ギャランは、まず派生モデルとして、1970年に「ギャランGTO」を発表。そして、クーペの「FTO」を1971年に設定し、やがて、それぞれを独立した車種とした。さらに、セダン車型である本線のギャランについては、1976年に「ギャラン・シグマ」を設定し、後年には「エテルナ」という次世代モデルに進化させる。歴史書によれば、このシグマが登場した時に「車名から“コルト”が消えた」ということになっている。
つまり、「シグマ以前」のギャランは、あくまでも「コルト」からの派生モデルだったということ。この「コルト」は1962年に端を発する車名で、それまでの三菱車は、単に「三菱500」などと呼ばれるだけで、とくにニックネーム(車名)は付いていなかった。そして「コルト」登場以降、これに排気量を組み合わせた名前(コルト1100など)で歴史を作ってきた。
そんな三菱=コルトが、外観としても内容としても、それまでのヤボったかったコルトのイメージを一新するニューモデルを発表したのが1969年のこと。そして、その新型車には、新世代への脱皮ぶりを象徴するような「ギャラン」というサブ・ネームが付けられていた。「コルト・ギャラン」の誕生である。上記したようなギャラン・ファミリーのその後の増殖と発展も、この1969年の「コルト・ギャラン」が成功したゆえであった。
そういえば三菱は、1990年代にオフ系のモデルの名をすべて「パジェロ」系として統一してしまったが、そのスタイル(方法)の原型としてあったのが、1970年代ギャラン・ファミリーの設定と成功だったのかもしれない。
さて、この最初の「ギャラン」だが、まず、スタイリングが新鮮だった。ダイナウェッジ・ラインと呼ばれたその造形には、若きジゥジアーロも噛んでいたといわれ、その低いボンネット内には、新設計のOHCエンジンが収められていた。そして、最も高性能なAⅡGS(1500cc)は、当時の高性能車の“お約束”のひとつだったSUツインキャブが装着されて、その出力は105psに達した。

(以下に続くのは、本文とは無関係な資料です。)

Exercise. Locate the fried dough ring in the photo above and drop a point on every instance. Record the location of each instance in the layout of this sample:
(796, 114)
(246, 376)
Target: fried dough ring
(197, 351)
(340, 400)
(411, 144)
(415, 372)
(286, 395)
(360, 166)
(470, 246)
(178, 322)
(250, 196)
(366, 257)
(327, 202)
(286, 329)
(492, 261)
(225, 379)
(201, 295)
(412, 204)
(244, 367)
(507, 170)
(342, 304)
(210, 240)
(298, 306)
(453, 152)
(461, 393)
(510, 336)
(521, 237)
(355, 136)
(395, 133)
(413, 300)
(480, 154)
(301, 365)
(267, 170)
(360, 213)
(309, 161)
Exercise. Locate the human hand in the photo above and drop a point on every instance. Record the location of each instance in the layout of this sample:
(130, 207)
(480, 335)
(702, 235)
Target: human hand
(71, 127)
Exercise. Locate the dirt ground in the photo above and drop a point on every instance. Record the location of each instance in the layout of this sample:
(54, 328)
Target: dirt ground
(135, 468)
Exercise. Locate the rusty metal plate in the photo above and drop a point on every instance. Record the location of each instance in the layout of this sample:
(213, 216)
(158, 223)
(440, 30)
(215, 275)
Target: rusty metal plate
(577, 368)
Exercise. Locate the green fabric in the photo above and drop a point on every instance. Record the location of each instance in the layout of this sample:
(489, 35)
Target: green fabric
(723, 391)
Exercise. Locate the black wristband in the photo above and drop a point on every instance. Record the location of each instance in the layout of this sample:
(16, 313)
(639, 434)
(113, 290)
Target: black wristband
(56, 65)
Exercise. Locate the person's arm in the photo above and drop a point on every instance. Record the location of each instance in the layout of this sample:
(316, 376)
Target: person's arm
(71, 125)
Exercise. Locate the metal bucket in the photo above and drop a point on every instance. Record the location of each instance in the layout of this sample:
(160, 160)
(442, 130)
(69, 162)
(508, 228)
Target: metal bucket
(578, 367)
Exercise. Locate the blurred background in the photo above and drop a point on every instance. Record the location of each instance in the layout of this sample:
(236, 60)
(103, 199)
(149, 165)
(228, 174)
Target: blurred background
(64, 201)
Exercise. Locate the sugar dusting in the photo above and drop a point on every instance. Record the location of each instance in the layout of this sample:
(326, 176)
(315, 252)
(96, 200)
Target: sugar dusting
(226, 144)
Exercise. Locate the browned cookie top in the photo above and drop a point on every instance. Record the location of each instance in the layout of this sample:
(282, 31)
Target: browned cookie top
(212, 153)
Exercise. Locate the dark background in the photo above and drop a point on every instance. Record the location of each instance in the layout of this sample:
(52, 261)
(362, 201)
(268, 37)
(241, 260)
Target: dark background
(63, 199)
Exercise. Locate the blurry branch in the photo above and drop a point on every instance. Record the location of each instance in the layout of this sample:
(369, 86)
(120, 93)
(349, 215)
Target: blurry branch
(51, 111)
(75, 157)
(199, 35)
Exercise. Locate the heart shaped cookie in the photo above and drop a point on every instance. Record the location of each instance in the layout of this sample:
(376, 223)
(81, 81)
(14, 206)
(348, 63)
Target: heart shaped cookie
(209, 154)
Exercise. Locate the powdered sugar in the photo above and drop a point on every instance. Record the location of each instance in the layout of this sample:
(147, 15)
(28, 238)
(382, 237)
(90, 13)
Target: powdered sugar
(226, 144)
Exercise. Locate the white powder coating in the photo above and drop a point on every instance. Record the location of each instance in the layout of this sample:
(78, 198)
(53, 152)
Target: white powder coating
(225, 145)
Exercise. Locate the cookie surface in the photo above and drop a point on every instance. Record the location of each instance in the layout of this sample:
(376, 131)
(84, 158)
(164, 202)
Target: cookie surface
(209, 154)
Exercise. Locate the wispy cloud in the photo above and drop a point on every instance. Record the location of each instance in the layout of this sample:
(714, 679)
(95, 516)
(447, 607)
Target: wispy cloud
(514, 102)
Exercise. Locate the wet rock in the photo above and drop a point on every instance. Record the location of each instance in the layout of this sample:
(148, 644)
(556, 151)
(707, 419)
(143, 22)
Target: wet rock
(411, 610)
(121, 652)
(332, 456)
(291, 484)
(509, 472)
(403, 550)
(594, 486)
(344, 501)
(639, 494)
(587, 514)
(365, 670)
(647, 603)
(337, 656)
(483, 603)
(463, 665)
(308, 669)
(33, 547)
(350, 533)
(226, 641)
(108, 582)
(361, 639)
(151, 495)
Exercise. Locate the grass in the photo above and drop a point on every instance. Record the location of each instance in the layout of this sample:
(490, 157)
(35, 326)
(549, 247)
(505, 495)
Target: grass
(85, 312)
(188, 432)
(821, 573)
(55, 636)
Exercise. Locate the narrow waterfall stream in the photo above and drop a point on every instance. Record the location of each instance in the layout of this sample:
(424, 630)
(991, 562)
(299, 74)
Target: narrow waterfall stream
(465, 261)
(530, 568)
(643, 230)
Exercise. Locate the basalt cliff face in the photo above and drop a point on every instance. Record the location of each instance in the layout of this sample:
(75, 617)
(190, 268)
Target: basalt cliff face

この時のギャランに搭載されたSUキャブは、アイドリングもあまり安定せず、また異様に高回転を好むエンジンで、市街地ではトップギヤ(4速)が使えないほど。しかし、ドライバーがその気になって回した際の伸びは豪快で、スポーツ・フィールに充ちていた。
1970年代の三菱は、この「初代ギャラン」の成功を基盤に、上記のようにギャラン・ファミリーを発展させ、それと併行して、軽量・コンパクトなスポーティ・モデルとして、弟分のランサーを設定。ラリーも視野に入れた三菱的なスポーツ車の系譜を作っていく。